Demonstrators react to the grand jury verdict in the Breonna Taylor killing on 23 September.
Demonstrators react to the grand jury verdict in the Breonna Taylor killing on 23 September. Photograph: Brandon Bell/Getty Images

Last week, the city of Louisville paid $12m to Taylor’s estate to settle a lawsuit and announced a number of additional reforms that would come to the police department. Hankison’s firing, the settlement and the promised reforms were all heralded as victories and promising signs by protesters in this segregated city. But what happened on Wednesday felt like a step back to many, as though change wasn’t possible.

“I don’t think I’ll live to see it. I have grandchildren and I’m skeptical to say they will witness it,” said Solderick Ware, a 46-year-old Black steel worker, when asked whether he thought Black residents of Louisville and the United States could have more equality and equity.

Ware was sitting outside at a taco restaurant with some friends in the Highlands, an affluent neighborhood where protesters had marched following the announcement, leaving the barricaded streets and boarded-up windows of the city center behind.

In the Highlands, protesters yelled, “How do you spell racist? L-M-P-D,” – a reference to the Louisville Metro police department. One woman shouted, “Are you a parent?” at police vehicles that drove by.

Police in riot gear confronted protesters at one intersection, standing in phalanx with batons beneath a bucolic mural of a local park. Clashing with protesters at one point, officers could be observed firing pepper balls, which dispense a chemical irritant. A number of protesters were taken into police custody.

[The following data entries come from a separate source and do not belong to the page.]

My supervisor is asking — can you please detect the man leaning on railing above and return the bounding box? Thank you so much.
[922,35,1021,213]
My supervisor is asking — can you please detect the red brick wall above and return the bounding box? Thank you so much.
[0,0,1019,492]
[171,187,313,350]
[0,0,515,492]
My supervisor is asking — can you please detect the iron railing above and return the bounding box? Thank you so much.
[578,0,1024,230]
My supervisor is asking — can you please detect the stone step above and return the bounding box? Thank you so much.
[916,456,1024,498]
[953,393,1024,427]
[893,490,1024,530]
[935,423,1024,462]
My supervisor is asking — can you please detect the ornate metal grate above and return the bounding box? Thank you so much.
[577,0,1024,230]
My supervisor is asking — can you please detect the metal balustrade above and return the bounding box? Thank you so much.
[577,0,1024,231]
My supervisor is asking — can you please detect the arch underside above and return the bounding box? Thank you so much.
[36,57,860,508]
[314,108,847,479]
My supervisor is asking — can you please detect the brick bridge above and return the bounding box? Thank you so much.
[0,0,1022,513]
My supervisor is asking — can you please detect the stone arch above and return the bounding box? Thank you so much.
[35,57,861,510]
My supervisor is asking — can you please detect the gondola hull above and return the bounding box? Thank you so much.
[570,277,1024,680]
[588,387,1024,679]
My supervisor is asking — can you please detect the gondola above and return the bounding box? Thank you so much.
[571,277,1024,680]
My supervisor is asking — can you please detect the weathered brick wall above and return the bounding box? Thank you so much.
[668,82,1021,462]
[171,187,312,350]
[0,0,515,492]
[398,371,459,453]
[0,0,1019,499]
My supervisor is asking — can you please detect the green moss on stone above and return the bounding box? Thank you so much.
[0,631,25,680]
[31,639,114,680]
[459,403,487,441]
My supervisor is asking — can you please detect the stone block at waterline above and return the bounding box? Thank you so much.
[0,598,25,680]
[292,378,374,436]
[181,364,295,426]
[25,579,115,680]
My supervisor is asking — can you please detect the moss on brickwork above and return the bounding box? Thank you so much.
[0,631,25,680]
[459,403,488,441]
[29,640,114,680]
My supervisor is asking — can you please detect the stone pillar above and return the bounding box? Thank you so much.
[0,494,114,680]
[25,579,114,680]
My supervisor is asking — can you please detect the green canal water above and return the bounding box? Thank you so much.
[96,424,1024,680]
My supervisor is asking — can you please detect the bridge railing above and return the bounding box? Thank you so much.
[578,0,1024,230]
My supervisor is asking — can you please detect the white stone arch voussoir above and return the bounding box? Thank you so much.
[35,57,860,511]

Solderick Ware, right, and Shawn Anderson, left, sit at a restaurant in the Highland neighborhood in Louisville, Kentucky.
Solderick Ware, right, and Shawn Anderson, left, sit at a restaurant in the Highland neighborhood in Louisville, Kentucky. Photograph: Josh Wood/The Guardian

After the situation in the Highlands calmed, Shawn Anderson, 45, was sitting with Ware and wearing a shirt that showed Taylor alongside George Floyd and Ahmaud Arbery – a trio of Black Americans whose deaths have driven racial justice protests across the nation. Anderson’s mask was covered in photos of Taylor, including one of her in an EMT uniform.

That the Kentucky attorney general, Daniel Cameron, a Black man, could not file more charges in the death of a Black woman killed by police was “sickening”, he said. “It makes no sense.”

“One day he’s going to have to answer for all the blood on his hands because he knows in his heart that it’s unjust and it’s wrong,” he said. “God has the last say. So we can protest. We mad. We upset. But his day is gonna come, just like all of us, our day is gonna come. And that’s when he gonna meet his justice.”

Deziree Edwards, 21, was driving on the highway towards the protest square on Wednesday afternoon when she learned of the decision while watching a livestream.

She said it was disappointing, but somewhat expected.

“I definitely believe that change is due because this is not the system that I deserve to live in,” she said. “This is not the system that we deserve to live in. This city is hostile.”